The final — held in Overbeck's hometown of Pasadena, California — still holds the record for the highest-ever attendance at a Women's World Cup final when 90,185 people watched the USA defeat China on penalties.
It was the watershed moment for women's football in the US, and a moment that both Australia and New Zealand can look forward to when, exactly one year from now, they co-host the 2023 edition.
"They didn't think we could do it," Overbeck remembered at an event in Sydney this week to mark the occasion.
"Most reporters were nay-sayers. They didn't believe we could fill a giant stadium, that we could fill the Rose Bowl.
"It was just so rewarding to let them know that we had a pretty good product, the world brought their best teams, and it was going to be a great show for the people to watch."
And so it was. Indeed, the interest and investment generated after 1999 arguably laid the foundations for the USA to become the next big superpower in women's football, usurping China who had dominated in the 1980s.
The first boost was at the domestic league level. The '99 World Cup led to the establishment of the world's first professionally paid women's football competition, the Women's United Soccer Association, which featured legendary players such as FIFA Player of the Century Sun Wen, former Matildas captain Cheryl Salisbury, Brazilian icon Sissi and Asia's first and only World Cup winning captain Homare Sawa of Japan.
Although that league folded a few seasons later, it laid the foundations for the National Women's Soccer League, now a decade old and widely regarded as one of the best competitions in the world, where almost all the current US women's national team players ply their trade.
That league also kick-started conversations around paying women athletes for their work, something that inspired the current generation players in their fight for equal pay — including World Cup prize money — which they secured from their federation earlier this year.
"That was a big fight that we had to fight," Overbeck said.
"Our federation, I think, grew a lot with us. It was a bumpy road, for sure, but I think they realised the importance of women and supporting them.
"The game has grown so much. And it's really important that women and young girls know that there's an opportunity for them."
Another boost was further down the pyramid, with the '99 World Cup seeing an historic uptake of the sport by women and girls at lower levels.
The US college system was already well-equipped to capture this influx of participants, thanks to Title IX legislation: a law that ensured equal access for women to facilities and sports programs at government-funded universities.
Almost all of the past and present US women's national team players — including Overbeck — emerged through this development system, creating a second "golden generation" who won back-to-back titles in 2015 and 2019.
"Title IX was huge," Overbeck said. "Even before the '99ers, just what women went through to be able to play.
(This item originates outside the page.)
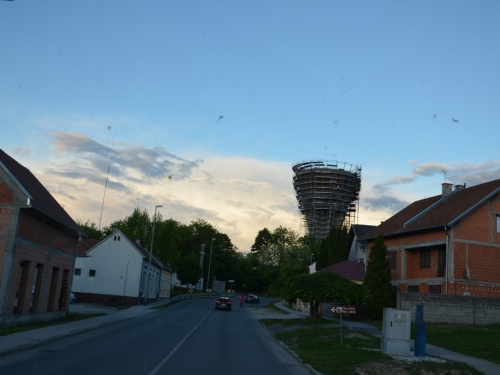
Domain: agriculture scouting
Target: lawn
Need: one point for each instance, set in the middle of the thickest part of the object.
(359, 353)
(70, 317)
All that added up to what we had.
"They've made great strides since I played, and what the women get now in terms of money and support is amazing."
Australia and New Zealand can learn a lot from the impact hosting a Women's World Cup had on football in the United States.
While it was already one of the biggest participation sports in the country, football struggled to cement itself as a dominant code in the United States' multi-sport landscape. Its professional leagues, development pathways, mainstream media coverage and public cut-through constantly lagged behind "bigger" or more entrenched codes.
But, by capitalising on the enthusiasm and investment of the 1999 tournament, funnelling funds into creating new competitions, youth national team programs, grassroots and community facilities, professional opportunities and growing the mainstream profile of its athletes, women's football in the US has flourished.
"The US was behind Europe and all these other countries, as well as having to compete with basketball, American football, baseball," Overbeck said.
Football Australia and the 2023 Women's World Cup team are counting on it.
As part of Wednesday's One Year To Go event, organisers announced an initiative entitled "Unity Pitch", which symbolises FIFA's ongoing, multi-million-dollar investment into much-needed facilities — such as upgraded training sites, community fields and inclusive change-rooms — in order to capture the expected three-fold increase in registrations post-2023.
Football Australia has already secured $230 million in funding from state and federal governments as part of the "Legacy '23" program, where facilities — as well as leadership, tourism and participation — are key pillars.
Australia's top-flight women's competition — the A-League Women — has already begun expanding its season season and adding more teams as it heads towards full-time professionalism, while media coverage and public engagement with women's football continues to grow, thanks to the blossoming profile of the Matildas and the wider rising tide of women's sport.
The women's game is already light-years beyond where it was when players such as Overbeck, Wen, Salisbury and Sissi were playing. It has proven it can fill stadiums, draw billions of television viewers, attract bespoke sponsorship, and crack into mainstream consciousness.
With all the right pieces in place exactly one year from now, just imagine how much further it could go.